Mrs. Busbee has been missing my Saturday visits during Hi-Lite's illness. I couldn't leave his side during his last two weeks. We lay on the sofa during the day and watched the fire burn in the woodstove. I stroked his back trying to commit to memory the silken texture of his fur. I wanted that memory to be burned into the skin of my hand, so I could remember it like a poem written many times. Now that he is gone, his softness burns like a brand on my soul.

I buried my baby high on the mountain near the garden overlooking the frog pond. It was there that he so loved to course through the race trails hunting for small forbidden creatures. He'd hear my call from the house and dash through the wood, swim across the pond …racing through the tall grass to the sound of my voice. His long golden fur would be muddy and peppered with beggar-lice. The dismay in my voice would be met with a happy, rascally grin.

I loved him more than tongue can tell and will not see his like again on this earth.

When Mrs.
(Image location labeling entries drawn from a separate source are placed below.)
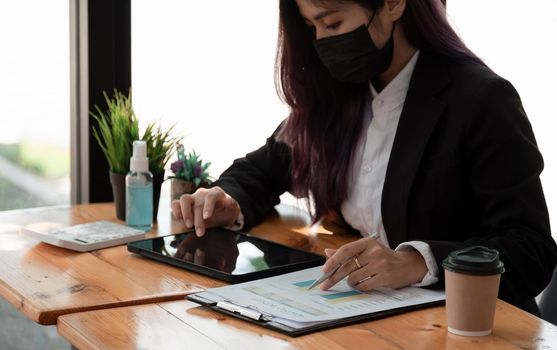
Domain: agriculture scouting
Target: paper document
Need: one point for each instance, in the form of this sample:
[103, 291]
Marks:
[287, 298]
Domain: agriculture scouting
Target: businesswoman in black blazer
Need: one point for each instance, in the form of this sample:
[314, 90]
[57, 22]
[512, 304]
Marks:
[397, 129]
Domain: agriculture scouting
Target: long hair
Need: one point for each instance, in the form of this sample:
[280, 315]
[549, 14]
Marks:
[327, 116]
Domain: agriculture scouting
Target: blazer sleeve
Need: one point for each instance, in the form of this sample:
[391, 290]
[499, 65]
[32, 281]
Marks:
[257, 180]
[504, 164]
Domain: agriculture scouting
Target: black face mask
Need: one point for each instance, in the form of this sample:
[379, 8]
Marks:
[353, 57]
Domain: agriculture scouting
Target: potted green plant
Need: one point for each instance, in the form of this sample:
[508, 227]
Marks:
[190, 172]
[160, 145]
[117, 128]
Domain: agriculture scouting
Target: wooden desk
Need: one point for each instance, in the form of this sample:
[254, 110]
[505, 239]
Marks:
[45, 281]
[183, 324]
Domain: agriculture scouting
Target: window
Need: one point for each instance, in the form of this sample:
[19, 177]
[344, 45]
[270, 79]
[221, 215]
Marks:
[208, 67]
[517, 40]
[34, 104]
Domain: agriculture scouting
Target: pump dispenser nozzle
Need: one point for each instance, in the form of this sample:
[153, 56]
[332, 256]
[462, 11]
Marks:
[139, 161]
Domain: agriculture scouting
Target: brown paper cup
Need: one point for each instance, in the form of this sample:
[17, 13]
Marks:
[470, 303]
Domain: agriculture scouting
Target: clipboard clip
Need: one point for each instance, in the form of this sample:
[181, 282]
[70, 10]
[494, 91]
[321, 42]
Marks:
[244, 311]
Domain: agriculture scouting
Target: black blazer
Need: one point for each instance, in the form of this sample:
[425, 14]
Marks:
[464, 170]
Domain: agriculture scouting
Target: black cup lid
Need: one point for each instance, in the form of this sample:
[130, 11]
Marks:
[476, 260]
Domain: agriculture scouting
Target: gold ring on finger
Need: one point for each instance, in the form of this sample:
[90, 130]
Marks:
[355, 258]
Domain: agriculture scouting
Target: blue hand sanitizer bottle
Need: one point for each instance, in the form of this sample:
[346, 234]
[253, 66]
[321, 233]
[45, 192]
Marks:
[139, 189]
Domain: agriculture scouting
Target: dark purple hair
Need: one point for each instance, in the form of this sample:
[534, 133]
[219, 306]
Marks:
[327, 116]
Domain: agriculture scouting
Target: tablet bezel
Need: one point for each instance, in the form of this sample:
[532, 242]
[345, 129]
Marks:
[317, 260]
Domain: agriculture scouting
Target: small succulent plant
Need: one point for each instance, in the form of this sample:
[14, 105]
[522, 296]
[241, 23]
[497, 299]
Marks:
[190, 167]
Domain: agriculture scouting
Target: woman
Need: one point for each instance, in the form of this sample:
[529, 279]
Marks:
[397, 129]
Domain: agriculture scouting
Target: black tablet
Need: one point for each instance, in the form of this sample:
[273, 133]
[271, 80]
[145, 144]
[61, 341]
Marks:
[229, 256]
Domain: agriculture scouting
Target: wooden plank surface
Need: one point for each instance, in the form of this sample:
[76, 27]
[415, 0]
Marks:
[180, 324]
[45, 281]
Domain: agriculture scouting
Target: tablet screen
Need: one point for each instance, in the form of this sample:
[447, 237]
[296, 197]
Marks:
[227, 255]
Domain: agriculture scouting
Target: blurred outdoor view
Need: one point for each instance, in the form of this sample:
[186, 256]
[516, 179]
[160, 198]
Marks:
[34, 104]
[207, 67]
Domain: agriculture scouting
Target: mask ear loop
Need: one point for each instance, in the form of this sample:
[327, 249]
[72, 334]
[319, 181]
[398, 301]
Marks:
[371, 19]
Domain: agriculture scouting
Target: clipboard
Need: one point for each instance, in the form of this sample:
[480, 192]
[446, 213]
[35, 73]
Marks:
[267, 303]
[263, 320]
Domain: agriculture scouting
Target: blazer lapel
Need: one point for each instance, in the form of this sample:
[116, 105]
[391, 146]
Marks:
[419, 115]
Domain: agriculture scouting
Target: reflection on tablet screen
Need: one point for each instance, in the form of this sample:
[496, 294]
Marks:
[227, 251]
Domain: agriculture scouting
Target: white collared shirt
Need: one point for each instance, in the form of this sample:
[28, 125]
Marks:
[362, 209]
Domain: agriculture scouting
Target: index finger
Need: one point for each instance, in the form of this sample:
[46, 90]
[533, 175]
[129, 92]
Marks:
[344, 253]
[211, 199]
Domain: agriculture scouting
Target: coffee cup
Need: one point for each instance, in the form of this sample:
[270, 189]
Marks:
[472, 277]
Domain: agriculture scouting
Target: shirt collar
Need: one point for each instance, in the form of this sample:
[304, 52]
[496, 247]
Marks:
[395, 92]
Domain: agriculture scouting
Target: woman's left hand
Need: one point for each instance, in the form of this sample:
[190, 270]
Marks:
[378, 266]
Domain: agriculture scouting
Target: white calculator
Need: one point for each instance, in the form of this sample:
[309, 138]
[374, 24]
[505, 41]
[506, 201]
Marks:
[85, 237]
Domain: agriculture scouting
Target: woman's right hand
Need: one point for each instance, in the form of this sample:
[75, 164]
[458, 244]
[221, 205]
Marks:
[206, 208]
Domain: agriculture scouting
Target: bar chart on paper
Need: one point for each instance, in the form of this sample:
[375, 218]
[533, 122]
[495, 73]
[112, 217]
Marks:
[288, 297]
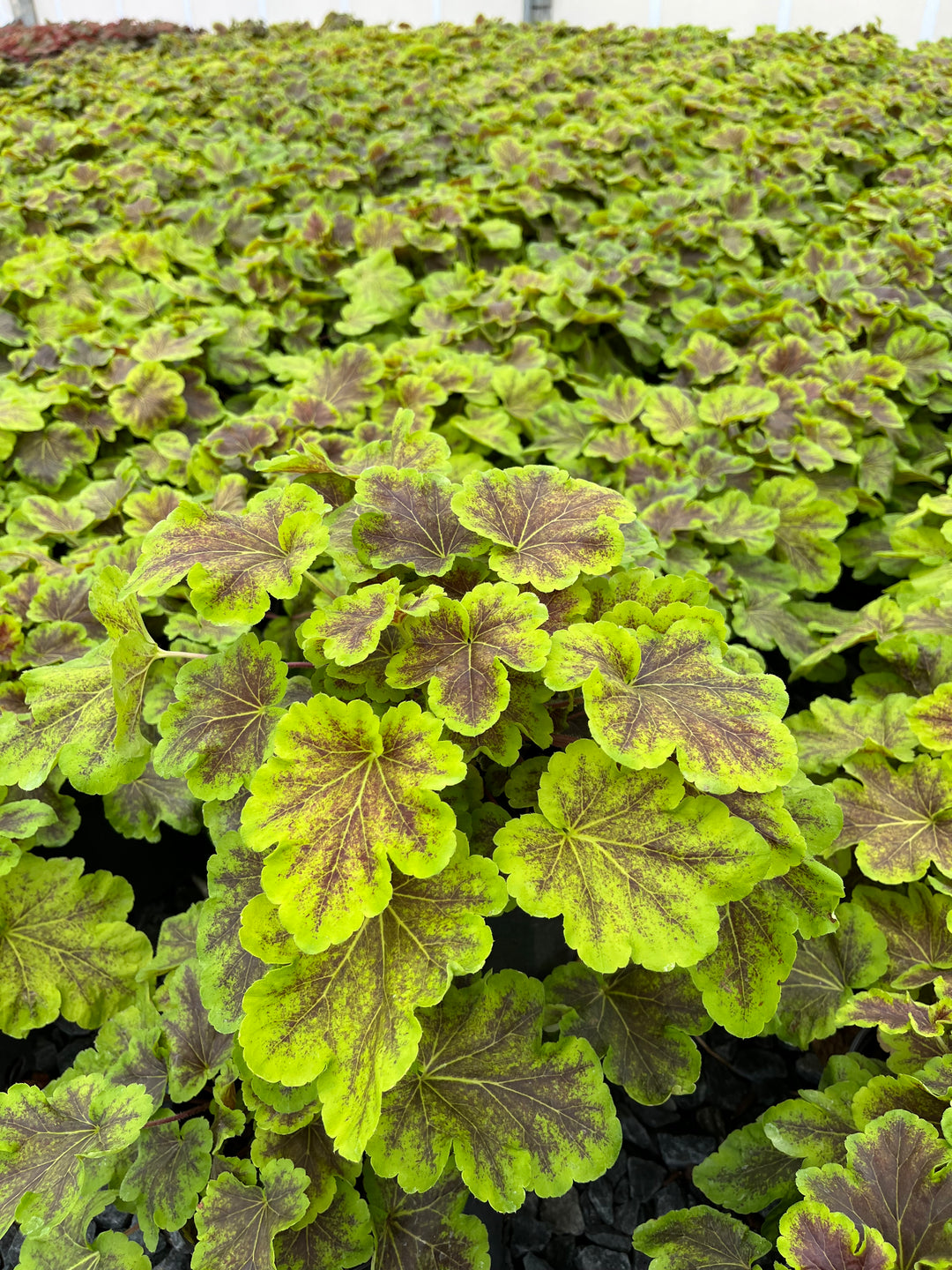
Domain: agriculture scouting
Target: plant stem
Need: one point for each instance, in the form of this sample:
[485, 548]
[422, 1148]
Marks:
[182, 1116]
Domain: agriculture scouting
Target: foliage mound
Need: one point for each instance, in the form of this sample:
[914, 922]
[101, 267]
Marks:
[26, 45]
[433, 462]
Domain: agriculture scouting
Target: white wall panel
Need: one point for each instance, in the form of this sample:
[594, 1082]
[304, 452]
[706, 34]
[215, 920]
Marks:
[909, 20]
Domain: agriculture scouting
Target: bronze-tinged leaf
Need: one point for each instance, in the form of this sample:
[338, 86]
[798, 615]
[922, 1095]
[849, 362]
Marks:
[235, 560]
[897, 1181]
[428, 1231]
[899, 819]
[346, 793]
[548, 527]
[815, 1238]
[517, 1114]
[462, 649]
[406, 519]
[639, 1022]
[219, 729]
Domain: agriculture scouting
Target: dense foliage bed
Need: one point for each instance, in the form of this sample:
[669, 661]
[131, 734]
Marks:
[465, 473]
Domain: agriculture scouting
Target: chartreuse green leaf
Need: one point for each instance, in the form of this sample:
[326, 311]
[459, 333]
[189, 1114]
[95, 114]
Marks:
[461, 651]
[195, 1050]
[807, 527]
[71, 721]
[138, 810]
[830, 730]
[235, 560]
[219, 729]
[335, 1238]
[747, 1172]
[516, 1113]
[899, 819]
[348, 1016]
[547, 526]
[825, 972]
[634, 866]
[700, 1238]
[344, 794]
[815, 1125]
[931, 719]
[170, 1171]
[427, 1231]
[740, 978]
[127, 1050]
[225, 968]
[651, 693]
[813, 1236]
[896, 1181]
[133, 651]
[69, 1246]
[18, 820]
[236, 1223]
[755, 947]
[639, 1022]
[152, 399]
[406, 519]
[65, 946]
[917, 927]
[349, 630]
[310, 1148]
[56, 1145]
Busbee called me during these past two weeks, it was clear that she couldn't relate to exactly what I was going through. She spoke of the death of her husband and how afterwards the two dogs they shared seemed to grieve and fade away. How she lost two cows. I recognized her struggle to relate to my sadness, but finally she had to fall back on the old standby.

"Trust in God," she said, "You can talk to him when you cain't talk with no one else."

Unfortunately, God and I are not on speaking terms right now. I've decided we best just not talk until one or both of us calms down a bit. It will probably be me who first breaks the silence. He'll show me some unexpected bit of wonder or hope and I'll start babbling like a fascinated child.


But I won't forget this betrayal. It is a human failing, this poverty of forgiveness. When next I meet with my happy golden boy, we will march with purpose to God's house.

Together we will stand and howl in unison, "WHY?"